Xiaomi EOL: i modelli esclusi dal supporto
I dispositivi aggiunti alla lista EOL sono Xiaomi 12 nelle varianti per Cina, Indonesia e Russia, Xiaomi 12 Pro nelle stesse versioni regionali, Xiaomi 12S Ultra, Xiaomi Pad 6, Xiaomi Pad 6 Pro, Poco X5 5G, Poco X5 Pro 5G, Redmi Note 12T Pro, Redmi K60E e Redmi 10 5G. Si tratta di modelli che, nel complesso, hanno tra i tre e i quattro anni di vita: un periodo non lunghissimo, ma sufficiente per entrare nella fase finale del supporto software.
Un aspetto importante riguarda la serie Xiaomi 12: la segnalazione ufficiale non coinvolge per forza tutte le unità vendute nel mondo, ma solo alcune varianti destinate a mercati specifici. Chi possiede un Xiaomi 12 acquistato in Europa, quindi, farebbe bene a verificare lo stato del proprio modello sullo Xiaomi Security Center prima di considerarlo definitivamente fuori supporto.
Perché lo stop agli aggiornamenti è un problema serio
Il caso che fa più discutere è quello dello Xiaomi 12S Ultra, uno dei cameraphone più apprezzati del 2022 grazie alle fotocamere Leica e al processore Snapdragon 8+ Gen 1. Chi lo ha scelto ha investito una cifra importante, trovandosi oggi con un dispositivo che non riceverà più patch per le nuove vulnerabilità scoperte nel tempo. Non è una preoccupazione teorica: le falle di sicurezza emergono con continuità, e senza manutenzione software il rischio aumenta progressivamente.
Il vero punto critico, infatti, non è la perdita di qualche funzione, ma l’assenza di aggiornamenti di sicurezza. Un telefono o un tablet senza supporto diventa lentamente più esposto ad attacchi, soprattutto se contiene dati sensibili o viene usato per attività quotidiane che richiedono fiducia nel sistema.
La nuova politica Xiaomi arriva troppo tardi per questi modelli
Nel 2025 Xiaomi ha introdotto una nuova politica di supporto esteso per alcuni flagship, con fino a sei anni di patch di sicurezza e quattro aggiornamenti principali del sistema.

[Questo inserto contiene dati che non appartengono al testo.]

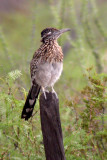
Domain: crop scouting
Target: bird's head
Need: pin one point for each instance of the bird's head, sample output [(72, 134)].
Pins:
[(52, 33)]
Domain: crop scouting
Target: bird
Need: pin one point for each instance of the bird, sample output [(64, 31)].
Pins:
[(46, 67)]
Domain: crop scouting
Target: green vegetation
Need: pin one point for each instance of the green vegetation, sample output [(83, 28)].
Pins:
[(82, 88)]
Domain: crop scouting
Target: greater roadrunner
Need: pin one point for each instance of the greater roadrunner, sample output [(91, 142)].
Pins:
[(46, 67)]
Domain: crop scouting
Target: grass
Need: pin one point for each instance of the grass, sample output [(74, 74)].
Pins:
[(23, 140)]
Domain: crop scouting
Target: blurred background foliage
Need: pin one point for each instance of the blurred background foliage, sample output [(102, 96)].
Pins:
[(81, 89)]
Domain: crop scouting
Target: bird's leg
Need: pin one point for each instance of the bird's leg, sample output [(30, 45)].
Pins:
[(43, 91), (53, 91)]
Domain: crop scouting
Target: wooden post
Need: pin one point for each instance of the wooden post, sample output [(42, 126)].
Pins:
[(51, 127)]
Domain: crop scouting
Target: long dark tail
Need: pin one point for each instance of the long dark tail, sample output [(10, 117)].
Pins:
[(30, 101)]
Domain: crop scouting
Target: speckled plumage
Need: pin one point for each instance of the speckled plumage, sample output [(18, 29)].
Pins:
[(45, 67)]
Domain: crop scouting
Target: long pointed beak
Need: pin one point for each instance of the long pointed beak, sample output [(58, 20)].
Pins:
[(64, 30)]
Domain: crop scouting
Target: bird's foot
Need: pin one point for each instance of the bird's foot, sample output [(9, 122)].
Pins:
[(44, 92)]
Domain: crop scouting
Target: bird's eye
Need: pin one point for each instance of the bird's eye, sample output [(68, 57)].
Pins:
[(49, 33)]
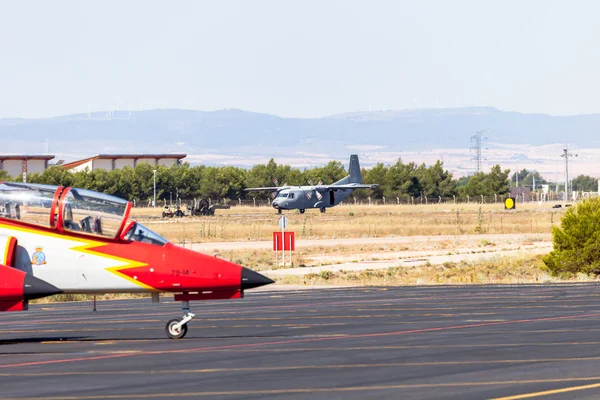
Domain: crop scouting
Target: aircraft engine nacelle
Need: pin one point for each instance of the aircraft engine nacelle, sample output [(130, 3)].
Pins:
[(18, 287)]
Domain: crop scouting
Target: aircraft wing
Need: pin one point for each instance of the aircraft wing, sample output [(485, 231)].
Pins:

Si tratta di un passo avanti importante e di un segnale positivo per il futuro del marchio, ma non cambia la situazione dei dieci modelli ora entrati nella lista EOL: tutti sono stati lanciati prima che questa strategia esistesse.
Per chi possiede uno di questi dispositivi, la scelta più prudente è valutare con attenzione l’uso che se ne fa. Se resta un telefono secondario può continuare a svolgere compiti semplici, ma per attività delicate conviene considerare il passaggio a un modello ancora supportato. In ambito mobile, la sicurezza non è un dettaglio: è parte essenziale dell’esperienza d’uso.